ADRIEN (Άδριανόζ), écrivain grec du cinquième siècle de l’ère chrétienne. Suivant Fabricius (Bibl. Graeca, t. Vi, 381), c’est le moine grec auquel saint Nil a adressé une de ses lettres (Léon Allatius, Sancti Nili epistolœ, XI, 60). On a de lui : une introduction à l’Écriture sainte (είσαγωγή εἳζ τάζ θείαζ γράφαζ), ouvrage imprimé pour la première fois en grec par Dan. Hœschel, sur un manuscrit trouvé à Augsbourg, 1602, in-4o ; réimprimé par Jean Pearson dans le t. IX des Critici sacri, Lond., 1660 ; trad. lat. dans les Opuscula de Louis Lollino ; Bellune, 1650.

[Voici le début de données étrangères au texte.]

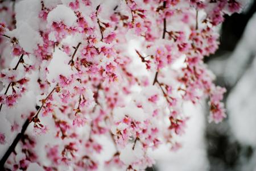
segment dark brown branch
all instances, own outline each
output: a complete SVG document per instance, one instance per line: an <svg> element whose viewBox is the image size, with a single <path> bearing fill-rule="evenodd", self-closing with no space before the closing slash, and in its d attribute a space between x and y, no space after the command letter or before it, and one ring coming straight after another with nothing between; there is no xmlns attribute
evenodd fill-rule
<svg viewBox="0 0 256 171"><path fill-rule="evenodd" d="M97 23L98 24L98 27L100 27L100 31L101 34L101 41L102 41L103 38L104 38L104 37L103 37L103 31L104 31L104 30L105 28L104 28L102 26L101 26L100 19L98 18L98 9L100 9L100 6L101 6L101 5L98 5L98 6L97 6L97 7L96 7L96 16L97 16Z"/></svg>
<svg viewBox="0 0 256 171"><path fill-rule="evenodd" d="M23 54L22 54L22 55L21 55L21 56L20 56L20 57L19 58L19 61L18 61L18 63L17 63L17 64L16 65L15 67L13 69L13 70L16 70L16 69L17 69L18 66L19 66L19 64L20 62L22 62L23 61ZM10 88L10 87L11 86L11 85L12 84L13 84L13 82L11 82L9 83L9 84L8 85L8 86L7 86L7 88L6 88L6 90L5 90L5 95L6 95L6 94L7 94L7 92L8 92L8 90L9 90L9 88ZM3 106L3 103L1 103L1 105L0 105L0 111L1 111L1 109L2 109L2 106Z"/></svg>
<svg viewBox="0 0 256 171"><path fill-rule="evenodd" d="M153 82L153 85L155 85L155 84L158 82L158 72L157 71L155 73L155 78L154 78L154 82Z"/></svg>
<svg viewBox="0 0 256 171"><path fill-rule="evenodd" d="M23 61L23 55L24 54L22 54L20 57L19 58L19 61L18 61L17 64L16 65L15 67L13 69L13 70L16 70L18 68L18 66L19 66L19 64Z"/></svg>
<svg viewBox="0 0 256 171"><path fill-rule="evenodd" d="M198 29L198 10L196 10L196 30Z"/></svg>
<svg viewBox="0 0 256 171"><path fill-rule="evenodd" d="M40 108L36 112L36 114L33 116L33 118L32 118L32 119L31 119L31 120L30 120L30 122L32 122L32 121L35 121L35 120L36 120L36 119L38 119L38 114L39 114L42 109L43 108L44 104L46 103L46 101L49 98L50 95L52 95L52 94L53 93L54 90L56 90L56 86L54 87L54 88L52 90L52 91L51 91L50 93L49 93L49 94L47 95L47 97L45 99L44 99L42 101L41 106L40 106Z"/></svg>
<svg viewBox="0 0 256 171"><path fill-rule="evenodd" d="M135 145L136 145L136 143L137 142L138 140L139 140L139 139L138 137L137 137L134 141L134 144L133 144L133 150L134 150Z"/></svg>
<svg viewBox="0 0 256 171"><path fill-rule="evenodd" d="M27 130L29 124L30 123L31 123L33 120L34 120L35 118L37 118L38 114L39 113L40 111L41 110L42 108L43 107L43 106L44 105L45 102L46 101L47 99L48 99L49 98L49 97L53 93L54 90L56 89L56 86L55 86L54 87L54 89L51 91L51 93L47 95L47 97L44 100L42 101L42 105L41 107L38 110L36 114L33 116L33 118L32 118L32 119L30 120L30 119L28 118L27 119L25 123L23 124L23 125L22 126L22 128L20 132L18 134L17 136L16 136L15 139L13 141L13 143L11 143L11 145L8 148L7 151L5 153L3 157L2 158L1 160L0 161L0 170L3 170L5 163L6 162L6 160L9 157L11 153L14 151L16 146L17 145L18 143L19 143L19 140L21 139L22 137L23 137L24 136L24 134L26 130Z"/></svg>
<svg viewBox="0 0 256 171"><path fill-rule="evenodd" d="M165 9L166 7L166 1L163 2L163 9ZM166 37L166 18L164 17L164 20L163 20L163 36L162 38L164 39Z"/></svg>
<svg viewBox="0 0 256 171"><path fill-rule="evenodd" d="M71 60L68 62L68 65L71 64L71 66L74 65L74 57L75 57L75 55L76 55L76 52L77 51L77 49L79 48L79 46L80 45L80 44L81 44L81 42L79 42L79 44L77 44L77 45L76 46L76 48L75 49L75 52L71 57Z"/></svg>
<svg viewBox="0 0 256 171"><path fill-rule="evenodd" d="M16 147L16 145L17 145L18 143L19 143L19 140L24 136L24 134L25 133L26 130L27 128L27 127L30 124L30 120L28 119L27 119L25 123L23 124L23 126L22 126L22 128L21 130L21 132L19 134L18 134L17 136L16 136L15 139L13 141L13 143L11 144L10 147L8 148L7 151L5 153L5 154L3 155L3 157L2 157L1 160L0 161L0 170L3 170L4 169L4 165L5 163L6 162L6 160L9 157L11 153L14 151L14 149Z"/></svg>
<svg viewBox="0 0 256 171"><path fill-rule="evenodd" d="M7 35L2 35L2 36L4 36L4 37L7 37L7 38L8 38L8 39L11 39L11 37L8 36Z"/></svg>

Cave, Historia literaria. — Jöcher, Allgem. Gelerten-Lexicon.

ADRIEN (Papes du nom d’)

ADRIEN Ier, 94e pape, succéda en 772 à Etienne III, et mourut le 25 décembre 795. Il appela Charlemagne au secours des Romains contre Didier, roi des Lombards. Le roi des Francs marcha sur l’Italie ; et pendant que ses soldats tenaient Pavie assiégée, il se dirigea vers Rome, où il confirma les donations que Pépin avait faites à l’Église romaine, et y ajouta de nouvelles concessions, se réservant toutefois la propriété des pays concédés, et n’en laissant au saint-siége que le domaine utile. Adrien en fit un bon usage, employant ses revenus au soulagement du peuple. Pour témoigner sa reconnaissance à Charlemagne, il le créa patrice de Rome. Ce pontife écrivit contre les erreurs de Félix d’Urgel, et présida par ses légats au deuxième concile général de Nicée. Il répondit par une lettre pleine de modération aux livres Carolins. De son temps et par ses soins, le chant et le rit grégoriens furent introduits d’abord à Metz, puis successivement dans les autres États de l’Empire. Il mourut avec la réputa-

  1. (2) Spartien seul parle des relations d’Épictète avec Adrien. M. Dacier doute qu’Épictète ait vécu jusqu’au règne de ce prince. Esclave d’Epaphrodite, affranchi de Néron, il devait être du moins fort âgé quand Adrien monta sur le trône.